For those with significant renal impairment in CKD (<30 mL/min/1.73 m²), the area under the concentration–time curve of empagliflozin increased 1.7–2.7-fold, and its half-life was increased by 1.4-fold compared to NKF patients [53,54]. Indeed, our comparative analyses have shown that Asian CKD patients showed a higher occurrence of adverse reactions irrespective of being on sitagliptin or empagliflozin compared to NKF patients. Nevertheless, the HRs for empagliflozin use in relation to various outcomes were generally consistent between both groups, with a few exceptions. SGLT2 inhibitors are as effective to use in CKD patients as they are in NKF patients while preventing a variety of cardiovascular events.
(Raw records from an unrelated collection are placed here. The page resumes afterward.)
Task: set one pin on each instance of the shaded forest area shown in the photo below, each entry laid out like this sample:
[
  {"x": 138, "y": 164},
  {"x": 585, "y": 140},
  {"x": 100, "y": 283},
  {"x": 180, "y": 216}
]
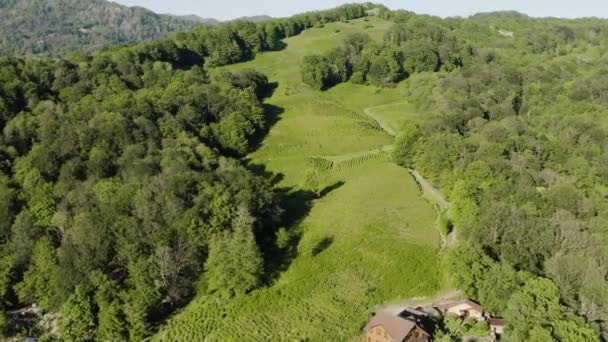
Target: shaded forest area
[
  {"x": 515, "y": 135},
  {"x": 56, "y": 27},
  {"x": 122, "y": 188}
]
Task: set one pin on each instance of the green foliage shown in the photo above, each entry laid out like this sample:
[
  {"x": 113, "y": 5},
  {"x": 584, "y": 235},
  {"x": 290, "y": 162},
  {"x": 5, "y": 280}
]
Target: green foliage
[
  {"x": 234, "y": 264},
  {"x": 40, "y": 279},
  {"x": 316, "y": 72},
  {"x": 405, "y": 149},
  {"x": 77, "y": 321},
  {"x": 538, "y": 300},
  {"x": 60, "y": 26}
]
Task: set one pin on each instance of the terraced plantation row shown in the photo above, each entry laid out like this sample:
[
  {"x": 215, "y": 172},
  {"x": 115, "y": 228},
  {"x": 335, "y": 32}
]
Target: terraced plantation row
[{"x": 369, "y": 238}]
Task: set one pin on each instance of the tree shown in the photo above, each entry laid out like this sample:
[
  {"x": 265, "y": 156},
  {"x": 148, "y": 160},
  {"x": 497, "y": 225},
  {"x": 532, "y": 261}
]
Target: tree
[
  {"x": 39, "y": 281},
  {"x": 316, "y": 72},
  {"x": 538, "y": 301},
  {"x": 234, "y": 264},
  {"x": 77, "y": 321},
  {"x": 405, "y": 147}
]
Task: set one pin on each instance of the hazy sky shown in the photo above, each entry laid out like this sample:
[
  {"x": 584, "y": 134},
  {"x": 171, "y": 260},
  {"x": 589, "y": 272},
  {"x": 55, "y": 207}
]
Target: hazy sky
[{"x": 230, "y": 9}]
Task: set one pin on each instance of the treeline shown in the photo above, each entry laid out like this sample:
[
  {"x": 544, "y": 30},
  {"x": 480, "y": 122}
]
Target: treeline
[
  {"x": 56, "y": 27},
  {"x": 121, "y": 189},
  {"x": 115, "y": 181},
  {"x": 413, "y": 44},
  {"x": 516, "y": 138},
  {"x": 237, "y": 41}
]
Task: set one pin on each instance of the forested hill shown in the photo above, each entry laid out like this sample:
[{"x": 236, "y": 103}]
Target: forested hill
[
  {"x": 121, "y": 189},
  {"x": 55, "y": 27}
]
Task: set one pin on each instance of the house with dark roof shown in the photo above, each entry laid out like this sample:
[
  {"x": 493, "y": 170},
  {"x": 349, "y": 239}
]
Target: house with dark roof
[
  {"x": 497, "y": 326},
  {"x": 463, "y": 308},
  {"x": 385, "y": 327}
]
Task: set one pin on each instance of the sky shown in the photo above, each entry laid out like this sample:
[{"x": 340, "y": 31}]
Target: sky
[{"x": 230, "y": 9}]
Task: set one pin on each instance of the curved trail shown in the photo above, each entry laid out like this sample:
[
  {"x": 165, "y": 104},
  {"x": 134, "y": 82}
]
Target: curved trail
[
  {"x": 441, "y": 206},
  {"x": 434, "y": 194}
]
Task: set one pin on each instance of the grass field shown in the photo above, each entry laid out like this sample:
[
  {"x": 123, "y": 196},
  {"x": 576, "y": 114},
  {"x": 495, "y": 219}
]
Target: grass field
[{"x": 369, "y": 239}]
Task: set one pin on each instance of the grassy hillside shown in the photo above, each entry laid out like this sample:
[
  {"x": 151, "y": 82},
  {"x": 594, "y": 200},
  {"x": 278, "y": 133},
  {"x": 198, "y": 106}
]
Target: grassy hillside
[{"x": 369, "y": 238}]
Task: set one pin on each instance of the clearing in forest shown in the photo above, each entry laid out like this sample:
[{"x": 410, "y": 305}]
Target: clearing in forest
[{"x": 368, "y": 238}]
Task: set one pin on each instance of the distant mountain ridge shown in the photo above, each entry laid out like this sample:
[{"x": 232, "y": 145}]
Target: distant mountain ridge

The cardiovascular safety benefits of empagliflozin appear to be further maximized in CKD patients. However, the comparative analysis did reveal no significant results for stroke, AKI, and fractures in CKD patients compared to NKF patients. Other RWE studies have also reported safety in other NKF patients with these results (stroke [55], AKI [56,57,58,59], and fractures [60]). This could be explained by the underlying disease state and co-morbidities in CKD patients and warrants further research to explore these risks in more detail. Even though empagliflozin did not reveal any new safety concerns, these findings underline the significance of tailored therapeutic strategies in CKD patients. This fact emphasizes the importance of patient education and close monitoring to prevent and manage such complications.

This study’s results need to be considered within the limitations of an observational study. Our research employs a retrospective cohort methodology, and the HIRA database does not incorporate all details, such as lab outcomes for blood glucose tests, urine culture tests, or body weight. Despite our effort to control all potential confounders, there still may be residual confounding factors present. It should also be noted that the control utilized in this research was sitagliptin, not a genuine placebo. This could potentially impact the study’s external validity. Furthermore, the follow-up period in this study was relatively short, potentially limiting the ability to detect the long-term effects of the medications.

5. Conclusions

In conclusion, our study results suggest reassuring the efficacy and safety profiles of empagliflozin in CKD patients, and further supports its use in Asian population. As the number of patients with CKD continues to grow globally, the real-world evidence in this study could serve as a key step in providing evidence for future clinical decision-making around the use of empagliflozin in Asian CKD patients.